Innover c’est aussi savoir tuer ses produits

Etre capable d’innover de façon continue, c’est a priori une force pour une entreprise.Pourtant cette force peut aussi cacher de grosses anomalies qui plombent les comptes d’exploitation en fin d’année.

A force d’avoir les yeux rivés sur la nécessité de lancer des nouveaux produits pour rester « dans la course » et garder ses clients, il semblerait que bon nombre d’entreprises en oublie de gérer leur portefeuille produits.

Découvrez la petite explication donnée par l’étude Accenture  »

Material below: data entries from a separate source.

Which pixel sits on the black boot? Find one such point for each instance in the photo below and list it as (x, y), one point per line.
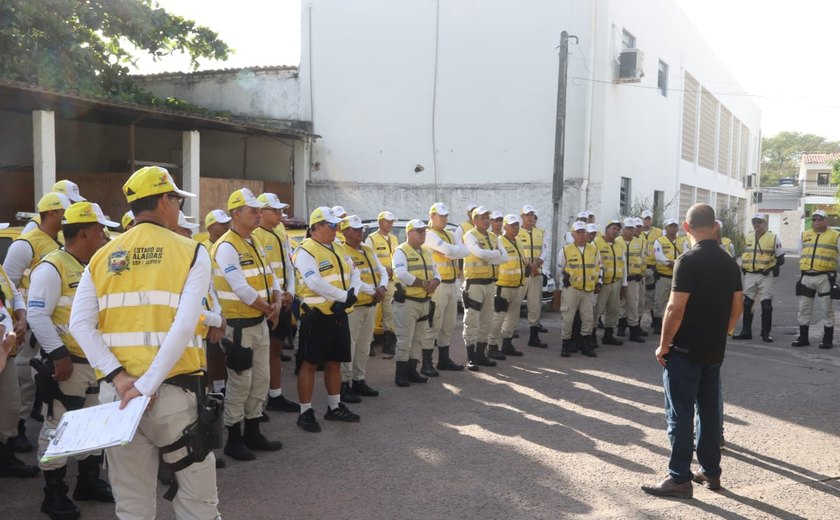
(413, 375)
(444, 361)
(56, 504)
(11, 466)
(828, 337)
(255, 440)
(348, 395)
(480, 356)
(235, 446)
(535, 341)
(472, 366)
(622, 327)
(609, 339)
(636, 334)
(802, 340)
(401, 374)
(493, 352)
(89, 486)
(508, 349)
(428, 368)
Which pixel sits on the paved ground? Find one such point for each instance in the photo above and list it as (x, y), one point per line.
(545, 437)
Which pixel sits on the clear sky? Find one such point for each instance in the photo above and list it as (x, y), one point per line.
(783, 53)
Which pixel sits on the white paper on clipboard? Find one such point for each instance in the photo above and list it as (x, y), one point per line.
(95, 428)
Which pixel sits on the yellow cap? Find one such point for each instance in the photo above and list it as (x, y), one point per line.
(151, 180)
(52, 201)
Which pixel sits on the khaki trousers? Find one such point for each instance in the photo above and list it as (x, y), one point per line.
(132, 469)
(572, 301)
(77, 385)
(411, 334)
(609, 300)
(245, 391)
(446, 314)
(9, 401)
(504, 323)
(533, 293)
(477, 323)
(820, 284)
(361, 322)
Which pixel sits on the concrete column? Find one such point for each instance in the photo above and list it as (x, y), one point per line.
(43, 140)
(191, 172)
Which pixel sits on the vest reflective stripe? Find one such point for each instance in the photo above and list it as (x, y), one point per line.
(149, 259)
(512, 272)
(671, 251)
(759, 255)
(447, 267)
(70, 270)
(363, 260)
(421, 265)
(612, 258)
(333, 269)
(474, 267)
(581, 266)
(819, 251)
(255, 268)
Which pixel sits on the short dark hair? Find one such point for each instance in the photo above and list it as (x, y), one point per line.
(72, 230)
(145, 204)
(700, 216)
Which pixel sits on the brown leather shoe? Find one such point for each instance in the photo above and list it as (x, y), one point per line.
(669, 488)
(712, 483)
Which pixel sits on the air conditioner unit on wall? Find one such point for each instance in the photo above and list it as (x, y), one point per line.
(630, 66)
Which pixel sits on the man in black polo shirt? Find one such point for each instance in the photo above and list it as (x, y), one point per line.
(704, 306)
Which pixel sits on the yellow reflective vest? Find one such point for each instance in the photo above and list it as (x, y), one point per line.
(447, 267)
(138, 278)
(612, 259)
(759, 255)
(333, 268)
(819, 251)
(512, 272)
(580, 266)
(474, 267)
(256, 268)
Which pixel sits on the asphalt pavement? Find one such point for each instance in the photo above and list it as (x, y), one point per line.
(542, 437)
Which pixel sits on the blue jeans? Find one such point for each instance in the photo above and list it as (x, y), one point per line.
(687, 383)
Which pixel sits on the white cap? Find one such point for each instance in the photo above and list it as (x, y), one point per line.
(527, 208)
(438, 208)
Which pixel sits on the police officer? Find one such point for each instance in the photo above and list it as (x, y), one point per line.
(480, 274)
(52, 287)
(136, 314)
(818, 267)
(23, 255)
(612, 252)
(384, 243)
(666, 249)
(580, 266)
(280, 260)
(418, 279)
(535, 247)
(510, 289)
(373, 287)
(328, 292)
(250, 295)
(763, 255)
(447, 251)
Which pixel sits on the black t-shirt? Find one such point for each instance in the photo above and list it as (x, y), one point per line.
(710, 276)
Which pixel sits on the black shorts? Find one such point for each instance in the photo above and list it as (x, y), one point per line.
(324, 337)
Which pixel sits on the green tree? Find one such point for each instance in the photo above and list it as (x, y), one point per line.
(86, 46)
(781, 154)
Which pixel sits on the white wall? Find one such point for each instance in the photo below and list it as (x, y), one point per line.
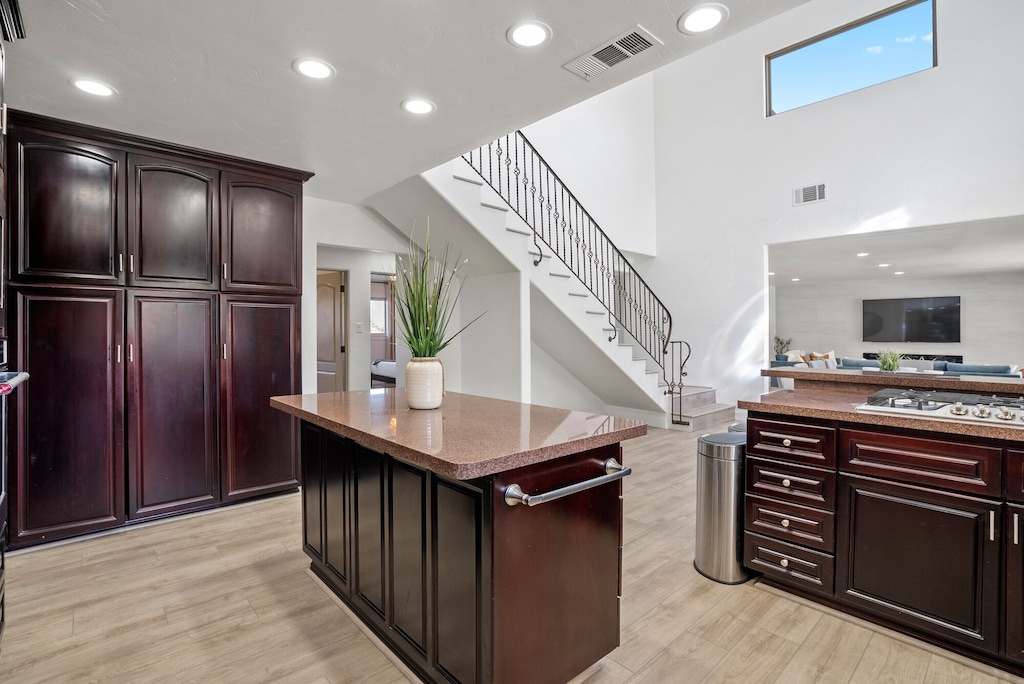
(824, 318)
(603, 150)
(933, 147)
(368, 244)
(554, 386)
(496, 348)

Managing the challenge of product proliferation » (réalisée auprès de 186 décideurs clients Accenture en 2007) :

  • Peu de réel management du cycle de vie des produits : 

    Il apparaît que les entreprises interrogées (des grosses structures) ne sont ni très rigoureuses ni très strictes quant à la gestion de leur portefeuille de produits.Elles disent que deux tiers de leurs revenus proviennent de produits introduits il y a moins de 5 ans. En parallèle, elles ne font une revue de leur portefeuille produits que tous les 15 à 16 mois et plus de la moitié de ces entreprises élimine un produit sur vingt chaque année.

  • Les produits ou services lancés sont souvent lancés pour des raisons qui n’ont pas grand chose à voir avec les attentes clients :Si les répondants disent justifier un nouveau lancement pour répondre à un besoin client à 71%, plus de 60% (des mêmes répondants) révèlent que lancer un nouveau produit/service se fait pour contrer l’arrivée d’un produit/service concurrent.

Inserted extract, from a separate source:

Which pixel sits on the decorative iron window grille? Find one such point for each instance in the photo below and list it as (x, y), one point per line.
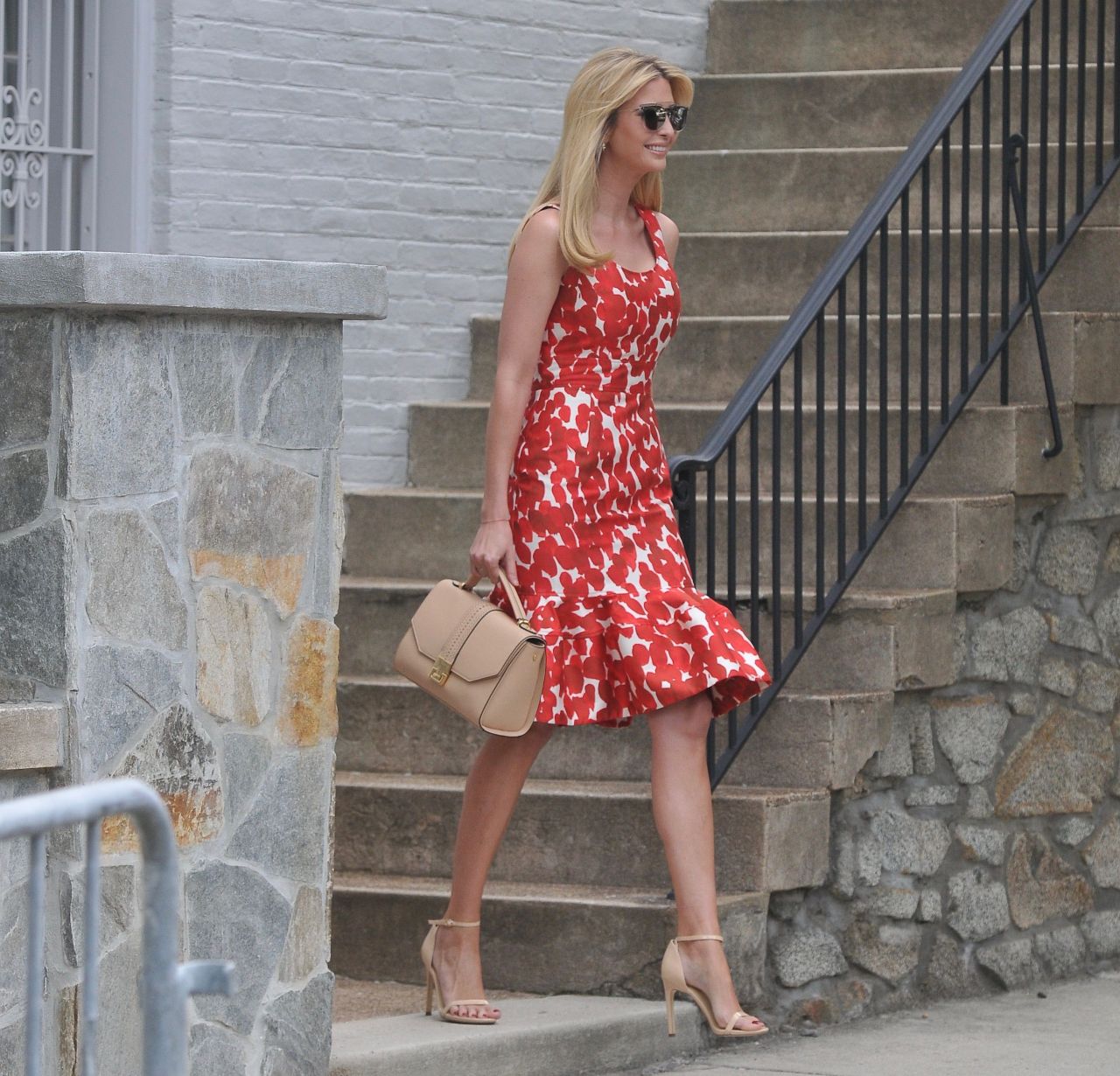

    En interrogeant ensuite les entreprises de façon plus précise sur chacun des critères de choix pour un nouveau produit, on découvre alors qu’un tiers (en moyenne) des produits seraient lancés pour répondre à une attaque concurrente.

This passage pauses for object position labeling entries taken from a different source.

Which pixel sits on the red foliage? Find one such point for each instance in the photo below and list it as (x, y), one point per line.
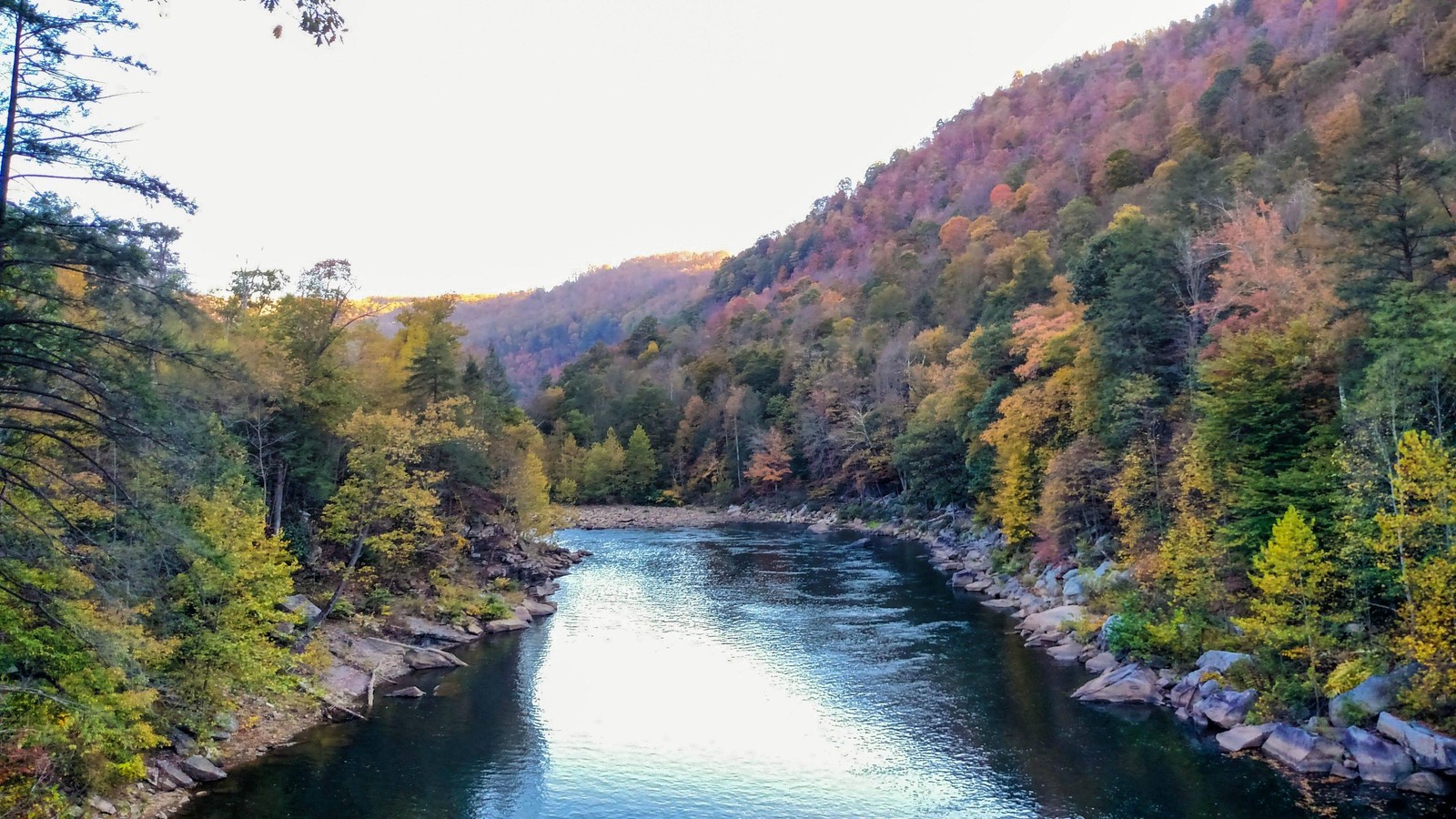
(1002, 197)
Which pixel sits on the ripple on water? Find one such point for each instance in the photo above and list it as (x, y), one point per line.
(753, 672)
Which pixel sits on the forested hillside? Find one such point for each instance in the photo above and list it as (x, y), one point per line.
(172, 467)
(535, 332)
(1139, 307)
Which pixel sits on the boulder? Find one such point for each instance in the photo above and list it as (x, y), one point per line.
(1370, 697)
(1067, 652)
(1053, 620)
(1072, 586)
(172, 773)
(1183, 695)
(1103, 634)
(1427, 748)
(431, 659)
(1424, 782)
(507, 624)
(422, 629)
(1244, 738)
(1220, 661)
(539, 608)
(203, 770)
(1380, 760)
(1048, 581)
(300, 605)
(346, 681)
(182, 742)
(1302, 751)
(1127, 683)
(1228, 709)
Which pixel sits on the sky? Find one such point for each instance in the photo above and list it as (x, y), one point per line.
(485, 146)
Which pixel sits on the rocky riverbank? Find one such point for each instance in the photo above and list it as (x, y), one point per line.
(363, 661)
(683, 516)
(1052, 615)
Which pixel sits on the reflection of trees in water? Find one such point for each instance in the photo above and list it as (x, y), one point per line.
(877, 630)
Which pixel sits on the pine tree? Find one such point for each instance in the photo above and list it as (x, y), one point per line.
(1293, 612)
(771, 462)
(603, 471)
(640, 467)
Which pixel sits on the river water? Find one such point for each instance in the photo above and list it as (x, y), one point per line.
(764, 672)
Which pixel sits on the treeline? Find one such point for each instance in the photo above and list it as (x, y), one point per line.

    Pour ce qui concerne la réponse aux besoins clients, la moitié des répondants déclarent n’avoir qu’une connaissance correcte voire limitée des besoins de leurs clients.

  • Sur quels indicateurs s’appuyer pour décider de « tuer » un produit :Seulement un tiers des entreprises seraient capables de dire précisément quel produit cannibalise tel autre dans leur gamme.
    40% ont du mal à déterminer la contribution réelle (positive ou négative) de leurs produit.
    Parmi les sociétés de services financiers interrogées, plus de 70% se disent réticentes à se débarrasser des produits ou services non performants.
  • Les entreprises sont confiantes dans leur capacité à lancer des nouveaux produits/services mais peu à l’aise avec la gestion de leur portefeuille :82% indiquent qu’elles sont soient « très bonnes » ou « plutôt bonnes » pour lancer des nouveaux produits/services. Mais les répondants précisent également qu’ils manquent de données pour comprendre les coûts et bénéfices réels associés.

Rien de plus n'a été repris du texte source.